With the 2016-17 season firmly in the rearview mirror, the Brooklyn Nets continue to build a solid foundation. It must be said that the Nets can only improve after winning a league-worst 20 games last season. After a series of changes throughout the conference, the Nets are optimistic, but it’s a tough road ahead. Here is the 2017-18 Brooklyn Nets season preview.
Countdown to NBA Tip-Off: Brooklyn Nets Season Preview
What Worked Last Season
The NBA is a talent driven league. In order to compete for honors, teams must consist of top-tier talent. The Brooklyn Nets roster was devoid of talent last year. What the organization had, however, was a philosophy. A plan to level the playing field as much as possible. Rookie head coach Kenny Atkinson took an analytical approach to bridging the gap. His calculated gamble was two-fold; pace and three-point shooting.
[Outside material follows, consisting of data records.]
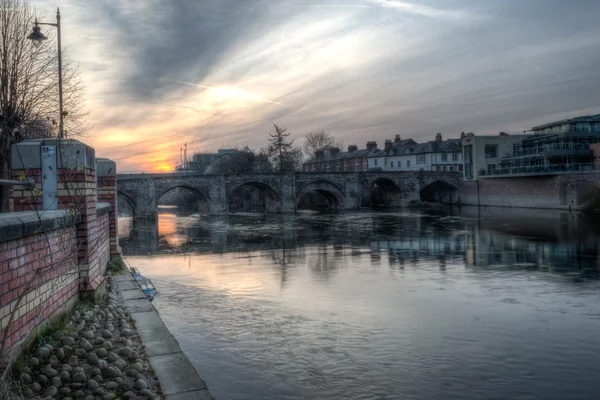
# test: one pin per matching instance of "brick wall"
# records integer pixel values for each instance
(39, 274)
(107, 192)
(49, 257)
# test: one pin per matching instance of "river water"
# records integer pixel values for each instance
(465, 304)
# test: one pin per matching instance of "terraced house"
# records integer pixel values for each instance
(408, 155)
(332, 160)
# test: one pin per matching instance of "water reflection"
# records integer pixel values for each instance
(466, 304)
(542, 239)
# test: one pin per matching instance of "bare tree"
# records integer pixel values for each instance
(279, 149)
(319, 141)
(29, 86)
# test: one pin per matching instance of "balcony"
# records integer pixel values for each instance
(552, 169)
(552, 150)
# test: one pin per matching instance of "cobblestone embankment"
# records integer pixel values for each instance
(118, 350)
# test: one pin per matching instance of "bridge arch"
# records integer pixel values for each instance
(320, 194)
(253, 196)
(439, 191)
(128, 199)
(191, 198)
(381, 192)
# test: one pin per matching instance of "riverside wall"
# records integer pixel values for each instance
(567, 191)
(50, 258)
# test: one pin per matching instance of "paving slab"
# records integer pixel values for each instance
(193, 395)
(176, 373)
(148, 320)
(128, 285)
(156, 338)
(177, 376)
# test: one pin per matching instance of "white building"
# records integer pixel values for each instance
(408, 155)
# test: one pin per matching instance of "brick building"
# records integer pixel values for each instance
(353, 160)
(408, 155)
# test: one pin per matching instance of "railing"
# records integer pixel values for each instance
(541, 169)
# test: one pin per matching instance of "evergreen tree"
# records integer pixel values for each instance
(280, 149)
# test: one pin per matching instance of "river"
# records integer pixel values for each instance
(485, 303)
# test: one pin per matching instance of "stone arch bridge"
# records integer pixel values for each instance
(283, 192)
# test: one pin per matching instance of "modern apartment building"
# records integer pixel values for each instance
(353, 160)
(557, 147)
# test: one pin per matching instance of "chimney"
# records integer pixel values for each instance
(388, 145)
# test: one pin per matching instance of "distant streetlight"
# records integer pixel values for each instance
(37, 37)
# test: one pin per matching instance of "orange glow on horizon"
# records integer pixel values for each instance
(162, 167)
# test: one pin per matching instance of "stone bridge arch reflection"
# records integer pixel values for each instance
(254, 197)
(381, 192)
(184, 196)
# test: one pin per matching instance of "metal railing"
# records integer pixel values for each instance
(8, 182)
(548, 147)
(540, 169)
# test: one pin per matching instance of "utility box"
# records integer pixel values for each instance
(49, 178)
(53, 164)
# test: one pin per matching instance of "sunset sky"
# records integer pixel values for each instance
(216, 73)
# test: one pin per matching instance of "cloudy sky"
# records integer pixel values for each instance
(217, 73)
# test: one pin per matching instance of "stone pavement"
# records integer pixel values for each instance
(177, 376)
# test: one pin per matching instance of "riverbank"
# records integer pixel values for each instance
(119, 349)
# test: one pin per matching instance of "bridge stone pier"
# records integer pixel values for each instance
(282, 193)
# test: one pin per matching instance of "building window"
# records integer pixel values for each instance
(491, 151)
(468, 171)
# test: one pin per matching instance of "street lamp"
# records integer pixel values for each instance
(37, 36)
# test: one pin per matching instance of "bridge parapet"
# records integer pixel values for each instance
(282, 192)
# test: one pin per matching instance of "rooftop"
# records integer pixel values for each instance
(584, 118)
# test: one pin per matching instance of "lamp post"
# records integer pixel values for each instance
(37, 36)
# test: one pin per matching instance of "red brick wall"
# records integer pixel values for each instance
(557, 191)
(39, 273)
(107, 193)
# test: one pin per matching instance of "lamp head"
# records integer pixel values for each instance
(36, 34)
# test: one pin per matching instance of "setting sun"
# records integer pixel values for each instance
(162, 167)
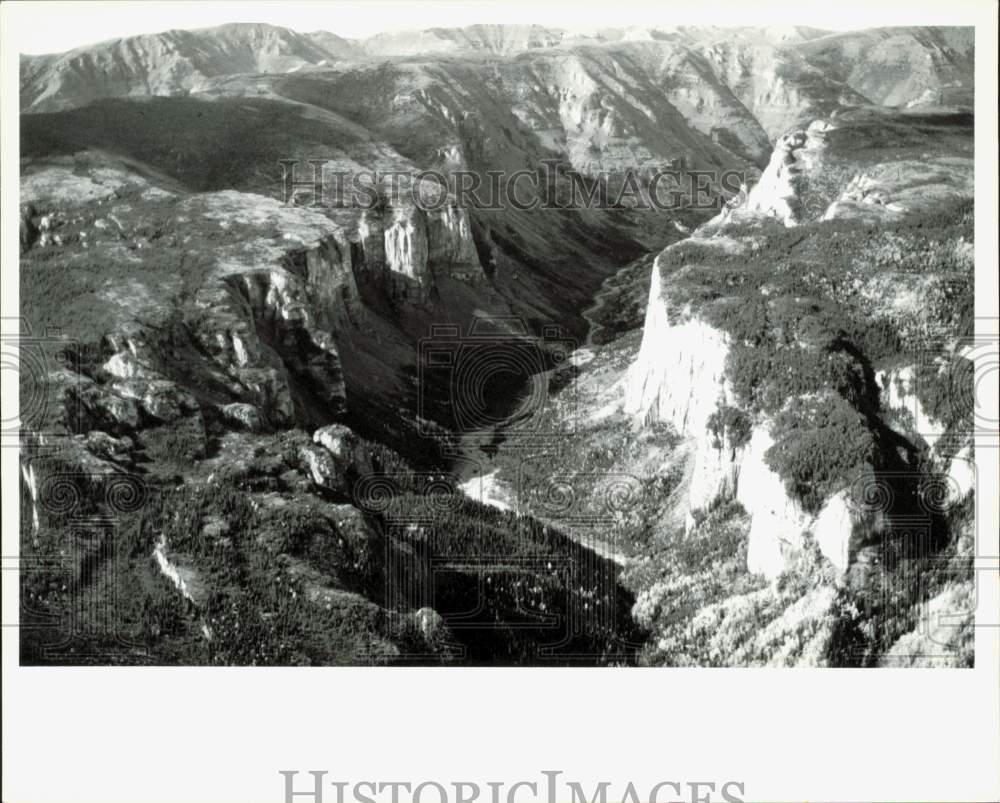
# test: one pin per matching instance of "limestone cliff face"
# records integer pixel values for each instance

Upon his appointment as coach, Atkinson mandated center Brook Lopez to improve his shooting from three-point range. Lopez responded magnificently. Prior to last season, Lopez had scored a total of three three-pointers in his career. In 2016-17, Lopez made 134 threes, shooting 34.6 percent from long distance. Lopez was one of many Nets players given the green light to shoot from the perimeter. The Nets attempted the fourth most three-point shots in the league last season.
Atkinson also implemented a fast-paced offense. The Nets led all teams in possessions per 48 minutes, averaging over 100. That’s greater than potent teams like the Houston Rockets and Golden State Warriors.
What Needs Improvement
The simple answer: everything. Let’s face it, though the Nets led the league in pace as mentioned, they were terrible on offense. The Nets scored a paltry 104.1 points per 100 possessions. That number ranked 28th in the league. Brooklyn’s field goal percentage was 44.4 percent, good enough for 24th in the league. Though the Nets attempted the fourth most threes during the season, they were just 26th in three-point percentage. Most notably, the Nets committed the second most turnovers per 100 plays in the league.
Defensively, the news was just as grim. The Nets allowed 110 points per 100 possessions. So they allowed an average of six points more per 100 possessions than they scored. Hence their record. Delving further, opponents shot 45.8 percent from the field against the Nets. Brooklyn was unable to force turnovers, with opponents only committing 13.3 turnovers per game. A major issue was the inability to end a possession; the Nets were 29th in the league in rebounding. This was in large part due to the ineptitude of Lopez as a defensive anchor. The Nets had a defensive rebound percentage of 76.1, which ranked 18th in the league.
Alas, the news is not all bad for the Nets. General manager Sean Marks continues to work diligently at improving the roster. This was clearly evident with the numerous signings Marks made throughout the season and the transactions made during the off-season. First, the trade for DeMarre Carroll from the Toronto Raptors. Next, Marks traded Lopez and a first round draft pick for D’Angelo Russell and Timofey Mozgov. The Nets later drafted athletic big Jarrett Allen. Finally, Marks traded Andrew Nicholson to the Portland Trailblazers for sharpshooter Allen Crabbe.
What Marks and the Nets Front office did appears to be very intelligent. In sacrificing Lopez (a free agent at the end of the next season), the Nets got a budding talent (2015 Number 2 overall draft pick) in Russell. Mozgov is also serviceable as a center. For taking on Carroll’s salary, the Nets also received draft picks in the 2018 draft. By becoming a bit worse offensively at center, the Nets improved (talent-wise at least) at every other position.
The 2016-17 Brooklyn Nets, in addition to being one of the least talented teams in recent NBA history, suffered injuries to key players. Most notably point guard Jeremy Lin missed 46 games last season. Combine that with rookie Caris LeVert recovery from his foot as well as Greivis Vasquez released due to health issues. This forced Atkinson to play rookie point guard Isaiah Whitehead more than initially expected.
With the expected growth and continued development and growth of Whitehead and LeVert combined with the previously mentioned infusion of talent, makes this Nets team much more improved than the last version. While LeVert and Lin both predicted the Nets will make the playoffs, a reasonable expectation would be in 30-40 wins.
The Nets do not possess its pick in the 2018 NBA draft, which means the Nets will not tank or try to position itself to win the draft lottery. Other circumstances such as weakened Chicago Bulls and Indiana Pacers rosters must not go overlooked.
Assuming all goes well on the injury front, the Nets will compete in each and every game. Atkinson and Marks will have them in the top 10 in the Eastern Conference, but not quite in the playoffs just yet. With that said, the Brooklyn Nets will win 36 games in 2017-18.